Avant mon retour, je souhaitais absolument me baigner dans la mer Morte. Encore un souhait né de mon imagination enfantine : à l’école, j’ai vu un jour la photo d’un homme qui lisait le journal couché sur l’eau. Nous remontons donc vers le nord en longeant la frontière israélienne et en traversant un désert de pierres hostile. Quelques hôtels surgissent de nulle part, un pour chaque budget, mais bien sûr, tous au bord de l’eau. Je me rends à la plage où je rencontre des touristes entièrement couverts de boue, à qui l’on attribue des vertus curatives, surtout pour les maladies de la peau. Rien de vivant ne bouge ni dans l’eau ni à terre. Un spectacle plutôt morne. Je me lance dans cette saumure et suis aussitôt punie pour ma naïveté : je perds pied et tombe la tête la première.
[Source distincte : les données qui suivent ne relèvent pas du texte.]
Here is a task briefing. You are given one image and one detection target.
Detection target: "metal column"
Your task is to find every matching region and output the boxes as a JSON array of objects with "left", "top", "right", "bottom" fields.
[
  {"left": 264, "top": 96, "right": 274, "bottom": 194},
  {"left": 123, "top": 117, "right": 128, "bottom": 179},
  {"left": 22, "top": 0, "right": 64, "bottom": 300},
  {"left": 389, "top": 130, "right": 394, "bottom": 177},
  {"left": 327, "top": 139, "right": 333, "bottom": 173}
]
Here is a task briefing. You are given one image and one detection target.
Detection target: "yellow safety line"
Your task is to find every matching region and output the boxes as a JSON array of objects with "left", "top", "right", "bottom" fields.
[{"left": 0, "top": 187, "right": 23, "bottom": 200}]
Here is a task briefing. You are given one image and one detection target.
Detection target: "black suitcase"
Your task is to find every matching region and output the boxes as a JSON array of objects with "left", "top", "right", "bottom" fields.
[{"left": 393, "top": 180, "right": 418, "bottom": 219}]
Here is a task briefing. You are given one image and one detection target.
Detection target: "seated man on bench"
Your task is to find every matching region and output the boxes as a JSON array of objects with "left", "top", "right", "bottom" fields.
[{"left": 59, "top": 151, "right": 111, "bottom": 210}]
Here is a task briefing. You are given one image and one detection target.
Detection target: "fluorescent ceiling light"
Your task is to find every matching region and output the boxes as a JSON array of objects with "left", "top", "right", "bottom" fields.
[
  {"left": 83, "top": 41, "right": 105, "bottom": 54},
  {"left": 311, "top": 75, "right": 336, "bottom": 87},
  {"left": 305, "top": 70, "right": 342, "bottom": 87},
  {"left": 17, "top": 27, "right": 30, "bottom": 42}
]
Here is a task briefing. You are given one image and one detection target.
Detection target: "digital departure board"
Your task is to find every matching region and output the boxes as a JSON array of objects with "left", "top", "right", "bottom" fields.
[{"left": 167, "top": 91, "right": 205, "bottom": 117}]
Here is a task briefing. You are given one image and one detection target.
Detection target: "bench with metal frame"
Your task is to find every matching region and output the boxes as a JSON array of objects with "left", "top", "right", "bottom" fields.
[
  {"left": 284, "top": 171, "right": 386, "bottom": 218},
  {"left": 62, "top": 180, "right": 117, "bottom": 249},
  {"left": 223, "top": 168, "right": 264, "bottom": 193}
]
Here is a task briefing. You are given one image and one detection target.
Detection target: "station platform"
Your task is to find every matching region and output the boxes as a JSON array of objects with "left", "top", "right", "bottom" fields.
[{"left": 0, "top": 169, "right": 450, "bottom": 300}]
L’eau salée me brûle les yeux, m’emplit la bouche. Je peine à maintenir la tête hors de l’eau. Allongée ensuite sur le dos, je flotte sans aucun effort. C’est donc cela : flotter quelques minutes dans un bouillon hostile à la vie pendant que des touristes-zombies couverts de boue se baladent sur la plage. Je comprends maintenant pourquoi Ra’ed a roulé des yeux en entendant que je voulais aller à la mer Morte.
Infiniment reconnaissante d’avoir pu voir les grandes attractions, et d’avoir aussi pu jeter un regard derrière le voile de ce pays, j’interpelle Ra’ed par un « Yalla, Habibi ! », comme je l’ai appris. Il est temps de rentrer à la maison. Ce pays musulman et ses habitants ont désormais une place de choix dans mon cœur. Je sais maintenant que certains rêves d’enfant doivent rester des rêves... comme se baigner dans la mer Morte.